Ma, esiste uno spicchio di paesaggio che non sia stato brutalizzato? Sembra di sì, per Ermanno, ed è quello dei primi contatti con il mondo, quel «paesaggio che contiene, come una scatola, la nostra infanzia e la nostra prima giovinezza, quando si forma la personalità e maturano i sentimenti». Soprattutto quello, dove si sono avuti i primi contatti con la letteratura. Dunque, un paesaggio mentale che riaffiora nella memoria continuamente. «Io ricordo per esempio di aver divorato, ragazzo, la Montagna incantata di Thomas Mann a Capri.
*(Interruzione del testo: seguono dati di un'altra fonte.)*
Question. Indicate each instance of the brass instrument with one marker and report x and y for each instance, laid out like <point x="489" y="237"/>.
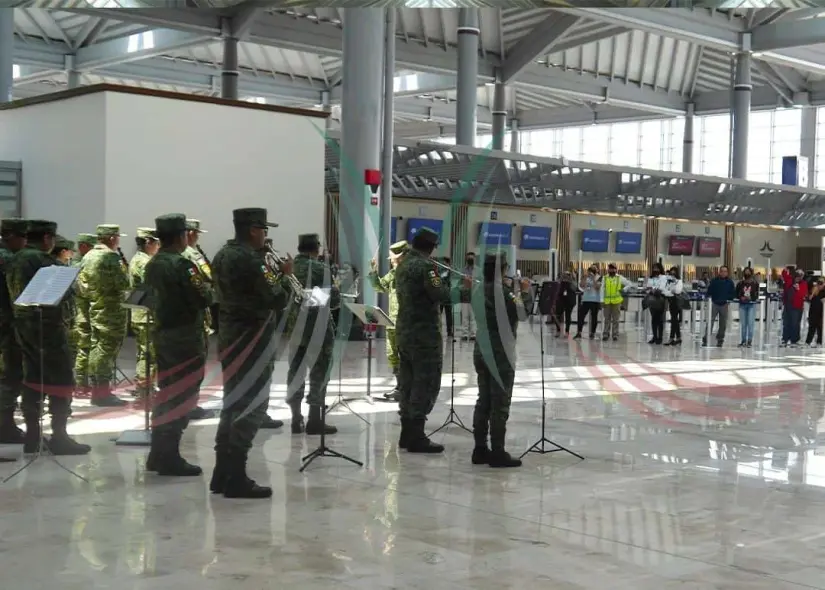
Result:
<point x="274" y="261"/>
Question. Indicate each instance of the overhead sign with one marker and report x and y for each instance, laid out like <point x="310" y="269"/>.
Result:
<point x="416" y="223"/>
<point x="495" y="234"/>
<point x="628" y="242"/>
<point x="535" y="237"/>
<point x="595" y="240"/>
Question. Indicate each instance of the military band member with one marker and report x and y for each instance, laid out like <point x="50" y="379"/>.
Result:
<point x="311" y="341"/>
<point x="44" y="344"/>
<point x="13" y="234"/>
<point x="498" y="306"/>
<point x="418" y="335"/>
<point x="386" y="284"/>
<point x="103" y="281"/>
<point x="252" y="300"/>
<point x="147" y="246"/>
<point x="178" y="298"/>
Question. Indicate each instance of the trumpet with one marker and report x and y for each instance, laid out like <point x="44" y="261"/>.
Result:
<point x="274" y="261"/>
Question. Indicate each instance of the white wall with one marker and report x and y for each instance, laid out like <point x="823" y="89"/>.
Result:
<point x="62" y="147"/>
<point x="166" y="155"/>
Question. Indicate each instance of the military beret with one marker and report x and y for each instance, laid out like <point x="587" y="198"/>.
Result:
<point x="42" y="226"/>
<point x="252" y="216"/>
<point x="108" y="230"/>
<point x="194" y="225"/>
<point x="88" y="239"/>
<point x="426" y="235"/>
<point x="170" y="223"/>
<point x="14" y="226"/>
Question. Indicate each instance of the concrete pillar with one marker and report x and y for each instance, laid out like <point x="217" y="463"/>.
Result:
<point x="6" y="54"/>
<point x="361" y="119"/>
<point x="515" y="136"/>
<point x="467" y="91"/>
<point x="742" y="89"/>
<point x="687" y="140"/>
<point x="499" y="115"/>
<point x="807" y="142"/>
<point x="230" y="73"/>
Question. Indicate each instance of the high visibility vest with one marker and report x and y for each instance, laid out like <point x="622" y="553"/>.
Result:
<point x="612" y="290"/>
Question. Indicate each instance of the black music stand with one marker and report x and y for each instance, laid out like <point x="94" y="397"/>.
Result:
<point x="141" y="299"/>
<point x="547" y="305"/>
<point x="47" y="289"/>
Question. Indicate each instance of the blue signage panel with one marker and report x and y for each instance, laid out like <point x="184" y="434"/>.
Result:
<point x="595" y="240"/>
<point x="495" y="234"/>
<point x="628" y="242"/>
<point x="535" y="238"/>
<point x="414" y="224"/>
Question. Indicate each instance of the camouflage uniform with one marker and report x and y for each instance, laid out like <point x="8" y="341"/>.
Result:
<point x="44" y="343"/>
<point x="420" y="346"/>
<point x="11" y="360"/>
<point x="497" y="310"/>
<point x="251" y="298"/>
<point x="140" y="319"/>
<point x="178" y="298"/>
<point x="80" y="339"/>
<point x="312" y="340"/>
<point x="103" y="281"/>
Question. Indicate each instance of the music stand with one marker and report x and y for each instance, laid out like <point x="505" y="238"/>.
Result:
<point x="142" y="300"/>
<point x="47" y="289"/>
<point x="546" y="306"/>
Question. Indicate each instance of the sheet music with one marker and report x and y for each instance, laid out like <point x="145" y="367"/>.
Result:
<point x="49" y="286"/>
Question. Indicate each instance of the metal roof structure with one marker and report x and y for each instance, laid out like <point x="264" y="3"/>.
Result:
<point x="437" y="171"/>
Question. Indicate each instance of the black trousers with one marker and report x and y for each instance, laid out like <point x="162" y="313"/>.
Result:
<point x="592" y="308"/>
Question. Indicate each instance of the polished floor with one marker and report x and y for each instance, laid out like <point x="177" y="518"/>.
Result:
<point x="703" y="470"/>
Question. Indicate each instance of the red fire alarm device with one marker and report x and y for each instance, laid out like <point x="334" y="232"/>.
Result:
<point x="372" y="178"/>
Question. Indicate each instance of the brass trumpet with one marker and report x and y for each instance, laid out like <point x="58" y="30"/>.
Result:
<point x="274" y="261"/>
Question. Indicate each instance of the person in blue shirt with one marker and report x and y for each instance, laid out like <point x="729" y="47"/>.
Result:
<point x="721" y="291"/>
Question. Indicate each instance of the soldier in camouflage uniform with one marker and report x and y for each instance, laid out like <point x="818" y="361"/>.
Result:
<point x="418" y="335"/>
<point x="251" y="298"/>
<point x="178" y="298"/>
<point x="497" y="308"/>
<point x="312" y="340"/>
<point x="45" y="346"/>
<point x="386" y="284"/>
<point x="103" y="281"/>
<point x="13" y="234"/>
<point x="81" y="336"/>
<point x="147" y="246"/>
<point x="194" y="255"/>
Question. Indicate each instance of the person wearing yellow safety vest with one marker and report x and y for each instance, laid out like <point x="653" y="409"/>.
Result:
<point x="613" y="287"/>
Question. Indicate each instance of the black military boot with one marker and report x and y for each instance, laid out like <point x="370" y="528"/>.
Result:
<point x="10" y="434"/>
<point x="239" y="484"/>
<point x="498" y="456"/>
<point x="315" y="423"/>
<point x="418" y="442"/>
<point x="60" y="443"/>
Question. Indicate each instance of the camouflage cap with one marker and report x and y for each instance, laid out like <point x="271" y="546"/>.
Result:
<point x="171" y="223"/>
<point x="147" y="233"/>
<point x="195" y="225"/>
<point x="14" y="226"/>
<point x="108" y="230"/>
<point x="88" y="239"/>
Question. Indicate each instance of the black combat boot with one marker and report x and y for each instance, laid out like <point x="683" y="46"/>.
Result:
<point x="239" y="484"/>
<point x="316" y="424"/>
<point x="418" y="442"/>
<point x="60" y="442"/>
<point x="10" y="434"/>
<point x="498" y="456"/>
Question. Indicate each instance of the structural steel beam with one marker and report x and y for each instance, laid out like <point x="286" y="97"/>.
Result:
<point x="535" y="44"/>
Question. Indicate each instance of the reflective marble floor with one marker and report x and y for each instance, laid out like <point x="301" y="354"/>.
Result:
<point x="703" y="470"/>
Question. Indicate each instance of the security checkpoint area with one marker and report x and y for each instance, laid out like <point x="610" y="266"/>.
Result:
<point x="652" y="174"/>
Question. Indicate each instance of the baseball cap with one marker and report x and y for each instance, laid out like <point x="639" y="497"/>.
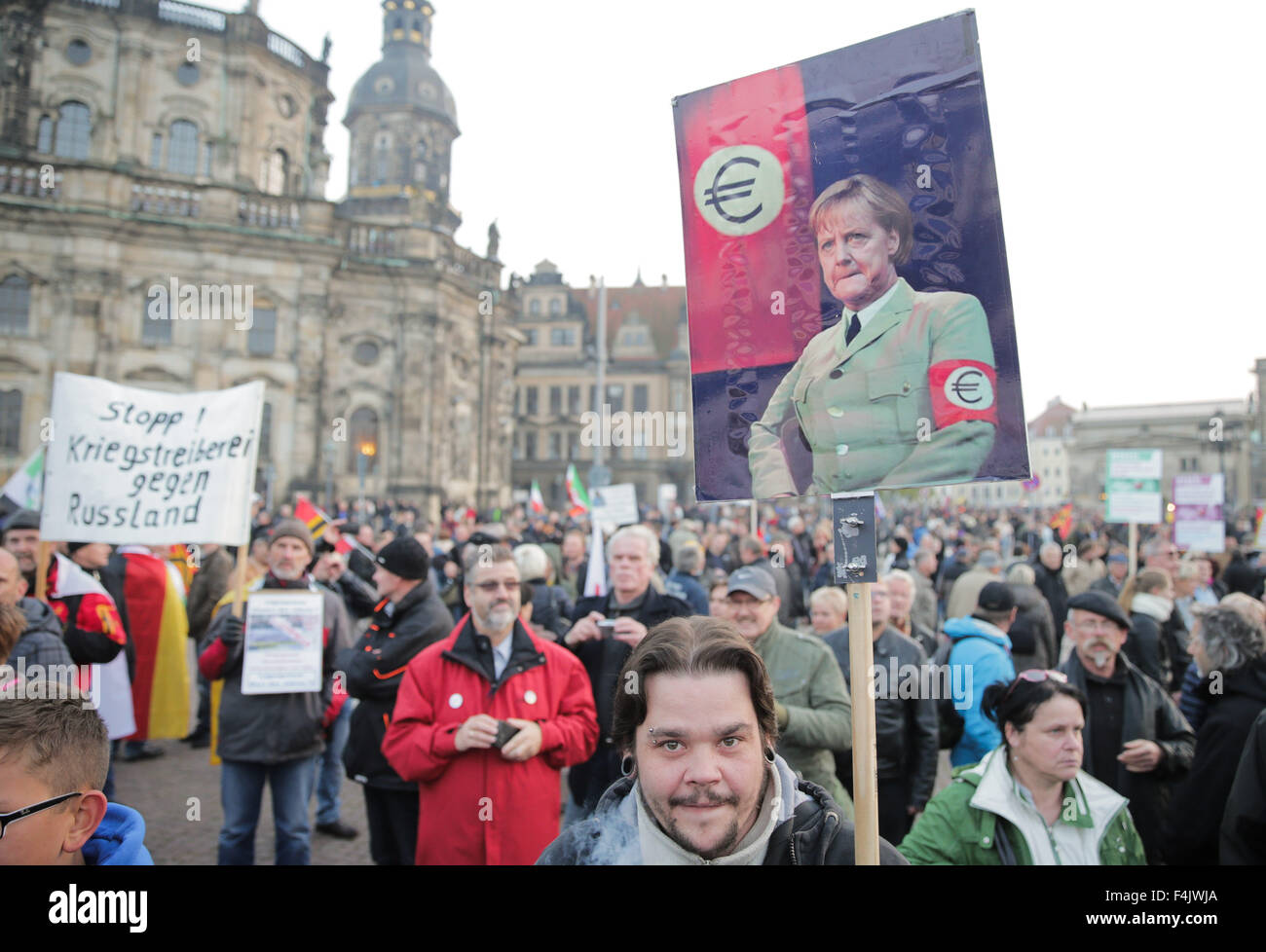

Ebbene, ancora oggi, a tanta distanza di tempo, io non riesco a dissociare le emozioni suscitate in me da questo libro dall'ambiente in cui tali emozioni sono state vissute. E dire che nulla è tanto lontano, almeno apparentemente, dal paesaggio evocato in quel romanzo dal paesaggio caprese» (Ermanno Rea, Intervista di F. Pietrangeli, «Sincronie», n. 6, 1999, pp. 76-77).
Convivere con gli ambienti cristallizzati nella memoria è abitudine diffusa, ma per Rea non si tratta di spazi pacificati. Al contrario. Arriva perfino a tutelare con spirito combattivo l'onorabilità compromessa di quei luoghi ormai dimenticati e di chi ci ha vissuto. Non si spiegherebbe altrimenti perché l'Io narrante di Mistero napoletano concluda la sua quête dicendo: «mi illudo di aver estinto un debito contratto con me stesso tanto tempo fa, nella convinzione che non si può amare né una città né un amico – nessuno – senza essere poi disposti a mettere in gioco noi stessi in nome della loro innocenza» (Mistero Napoletano, p. 397). Né si spiegherebbe perché l'Io narrante ormai ottantenne di Napoli Ferrovia s'imbarchi «in un viaggio nella città che non c'è più» per non  «tradire la città-ossessione che ha occupato con sorniona invadenza la maggior parte dei tuoi pensieri da quando eri un ragazzo» (Napoli Ferrovia, p. 757).
La distanza fisica da Napoli ha il vantaggio comunque, di offrire una focale nitida allo sguardo: «Credo che essere andati via significa conquistare la dimensione della lontananza che produce un ripensare sé e la propria terra, affrancandosi dalla sindrome della recita collettiva, dell'autocelebrazione che viene dall'avere scarsi rapporti con l'esterno. Del resto, Raffaele La Capria ce lo ha spiegato splendidamente ne L'armonia perduta, libro fondamentale», ma anche testi come «L'abusivo e Via Gemito: sono libri bellissimi, e il romanzo di Starnone ha pagine di grande poesia». Per altro, la vicenda è ambientata negli anni Cinquanta, come lo è Mistero Napoletano o come lo è «Posillipo di Elisabetta Rasy. Evidentemente gli anni '50 corrispondono a una situazione oggettiva comune ai molti che hanno lasciato Napoli portandosi dentro una identità forte e pesante»  (Romanzi civili, tra realtà e finzione, intervista di G. Picone, «Il Mattino», 2 novembre 2001).